Workers are allegedly not picking up bodies, leaving it to the police to take them to mortuaries and are conducting far fewer post-mortems a day. 

The Public Allied Workers Union of SA (Pawusa) and Public Servants Association (PSA) said the industrial action was over payments promised to workers by the provincial health department, but stopped by the national department. 

PSA provincial manager Claude Naicker said the payments were related to job descriptions and workers’ salaries. He said they were not related to training, as was the case in Gauteng. 

“Conditions of service are set centrally for all mortuary workers throughout the country, but the KZN Department of Health decided to restructure salaries on its own. 

“When they did this, they also indicated they would back-pay workers from 2006.”

He said workers were expecting up to R90 000 a person on March 1, as promised. 

Pawusa provincial secretary Halalisani Gumede said on that day workers were instead informed that the national department had halted the payments. 

A letter from the national director-general, Precious Matsoso, which was seen by The Mercury, states that the provincial department’s action “defeats the spirit and objective of collective bargaining. 

“Further, it must be mentioned that the impending move will cause instability and will impact negatively on other FPO (forensic pathology offices) nationally…”

In the letter addressed to acting KZN health head Dr Musa Gumede, Matsoso issues a directive for him to “refrain from intended action”.

However, Halalisani Gumede believes there is no turning back now, as workers were promised the payments and were counting on the money. 

“We have an undertaking from Dr Gumede in writing and we will be approaching our lawyers to see what options we have to pursue the payments promised to workers.”

Naicker said that while it was difficult to tell its members not to take money, PSA made it clear to its members from the beginning that this provincial undertaking would not be implementable. 

He said the only solution was for the plan to be adopted nationally, or else there could be further industrial action. 

The National Education, Health and Allied Workers’ Union (Nehawu) said that while workers were on a go-slow, necessary duties were still being performed.
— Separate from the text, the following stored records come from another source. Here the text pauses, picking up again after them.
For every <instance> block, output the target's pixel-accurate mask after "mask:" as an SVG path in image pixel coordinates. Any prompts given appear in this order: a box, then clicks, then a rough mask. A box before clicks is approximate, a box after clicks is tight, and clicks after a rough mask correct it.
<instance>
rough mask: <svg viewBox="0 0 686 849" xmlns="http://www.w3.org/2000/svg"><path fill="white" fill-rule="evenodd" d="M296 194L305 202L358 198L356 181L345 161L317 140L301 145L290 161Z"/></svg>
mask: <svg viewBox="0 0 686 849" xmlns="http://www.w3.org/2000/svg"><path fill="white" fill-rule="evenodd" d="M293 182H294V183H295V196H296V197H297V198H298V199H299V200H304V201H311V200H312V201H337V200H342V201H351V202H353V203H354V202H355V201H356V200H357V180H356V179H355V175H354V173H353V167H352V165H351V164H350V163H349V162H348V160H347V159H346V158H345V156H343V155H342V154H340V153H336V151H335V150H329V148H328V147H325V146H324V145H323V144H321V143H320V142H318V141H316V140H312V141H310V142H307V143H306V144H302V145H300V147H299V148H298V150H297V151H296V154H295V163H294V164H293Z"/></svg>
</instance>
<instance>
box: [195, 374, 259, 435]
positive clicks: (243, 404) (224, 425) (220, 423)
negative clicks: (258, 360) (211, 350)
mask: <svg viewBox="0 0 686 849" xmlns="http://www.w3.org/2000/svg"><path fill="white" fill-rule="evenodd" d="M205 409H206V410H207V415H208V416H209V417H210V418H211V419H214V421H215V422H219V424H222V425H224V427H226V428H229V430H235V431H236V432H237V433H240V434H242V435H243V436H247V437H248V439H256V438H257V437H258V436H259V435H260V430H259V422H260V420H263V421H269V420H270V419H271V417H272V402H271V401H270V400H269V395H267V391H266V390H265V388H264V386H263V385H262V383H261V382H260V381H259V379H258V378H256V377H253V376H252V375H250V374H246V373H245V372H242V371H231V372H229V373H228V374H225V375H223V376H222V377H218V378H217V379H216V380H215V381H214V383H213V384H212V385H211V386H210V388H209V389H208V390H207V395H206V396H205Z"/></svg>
The union denies bodies are piling up in the mortuaries.

The eThekwini Nehawu regional secretary, Ayanda Zulu, said while there was a long-standing dispute with the health department over remuneration discrepancies, their main grievance was the relocation of two of their members from Gale Street mortuary.

The DA’s Imran Keeka said yesterday that the party had written to Health MEC Sibongiseni Dhlomo about the backpay issue.

The spokesperson for the KZN Department of Health, Ncumisa Mafunda, said: “The Department is extremely concerned by disruptions to service at some of its Medico-­Legal mortuaries.

“To mitigate the impact of the action by workers on the public, the department has activated a contingency plan whereby mortal remains are transported between facilities and processed accordingly.

“The department wishes to convey its most sincere apologies to all affected families, and assures the public that it is doing its level best to ensure operations at the affected facilities return to normal.”